Johannesburg has undertaken mitigation and adaptation measures to combat climate change, in particular, its bus rapid transit system. (Image: Media Club South Africa)
When it comes to climate change, cities are “shifting the global conversation” and are taking action to combat the problem. The leading cities are also dedicated to working together on the issue, according to the C40 Cities Climate Leadership summit.
This is a key finding in the Climate Action in Megacities Volume 2.0 (CAM 2.0) report, which was released last week at the summit in Johannesburg. “Mayors have real power to cut emissions and improve climate resilience, and they are taking action,” said the new C40 chair, Rio de Janeiro Mayor Eduardo Paes. “C40’s networks and efforts on measurement and reporting are accelerating city-led action at a transformative scale around the world.”

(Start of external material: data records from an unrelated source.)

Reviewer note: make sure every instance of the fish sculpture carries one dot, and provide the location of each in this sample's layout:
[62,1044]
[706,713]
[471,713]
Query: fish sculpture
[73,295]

C40 is a network of megacities around the world working to reduce greenhouse gas emissions and address the local and global impact of climate change. It consists of 66 cities, seven of which are African. These cities are home to 600 million people; they produce 55% of global greenhouse gas emissions, and 21% of world gross domestic product. For three days last week, representatives from some 45 of them attended the summit. Among them were more than 18 mayors, including Joburg’s Executive Mayor Parks Tau. Tau was the host of the event.
“What happens in C40 cities matters to the whole world,” reads the CAM 2.0. “In the continued absence of tangible outcomes from inter-governmental efforts to reduce greenhouse gas emissions, it is increasingly significant that mayors of the world’s greatest cities are taking concrete actions that demonstrate that preventing catastrophic climate change is possible.”
The first CAM report was published in 2011. The key findings of CAM 2.0 include:
• Reported action by cities has nearly doubled since 2011, with more than 8 000 climate actions now undertaken;
• That 98% of cities recognise that climate change presents significant risks to their populations and infrastructure;
• There is successful collaboration and learning between cities, with, for instance, a 500% increase in cities implementing bike-sharing schemes, up from six in 2011 to 36 in 2013; and,
• A bus rapid transit system has been implemented in 29 cities, 13 in the southern hemisphere, and 16 in developed countries.
“By using data to show what works – and what’s possible – cities can inform the global conversation on climate change and contribute to aggressive national targets to reduce emissions,” said Michael Bloomberg, the outgoing C4 chair and three times mayor of New York City. He has since been appointed president of the C40 board.
Key findings in some of the important sectors in CAM 2.0 include finance and economic development; adaptation and water; energy supply and efficiency; sustainable communities; and transport.
Regarding finance and economic development, 47% of cities have established funds to invest in energy efficiency, renewable energy or carbon reduction projects. Over 50% of planned interventions are in the pilot stage. Cities are taking climate adaptation seriously, with 98% of them recognising it as a significant risk. Some 80% of cities are subsequently allocating funding and 83% are allocating staff resources to develop solutions.
The waste-to-energy process is a cross-sector success, with cities reporting the highest proportion – at 64% – of significant actions, including capturing methane gas at landfills and generating low carbon energy through treatment at waste facilities. Some 92% of cities taking action on landfill management are implementing gas-to-energy programmes. About one-third of energy supply actions planned for future expansion will focus on energy generation from waste.
In addition, 90% of cities are taking action on outdoor lighting to reduce emissions from street lights, at the same time introducing smart street lighting technology. Insulation and monitoring energy usage in buildings are also the focus of 69% of cities’ actions.
C40 cities are implementing more than 350 actions on sustainable community development, with a trend towards more transformative actions rather than just pilots or proposed actions. Some 76% of cities plan to expand community development action already in progress, indicating that cities are accelerating their response to climate change.
The greatest increase in reported actions was in the transport sector, where there has been a 150% increase in actions compared to 2011. Cities are taking 1 534 actions in transport, 873 of which are in private transport and 661 in mass transit. Some 40% are to promote walking and cycling, more than any other action in private transport.
“A global network, now 63 [revised to 66] members strong, our cities are informing and shifting the global conversation on climate change because they have shown themselves to be uniquely capable of devising and implementing climate change solutions – both reducing emissions and increasing urban resilience,” writes Bloomberg in the foreword to the report.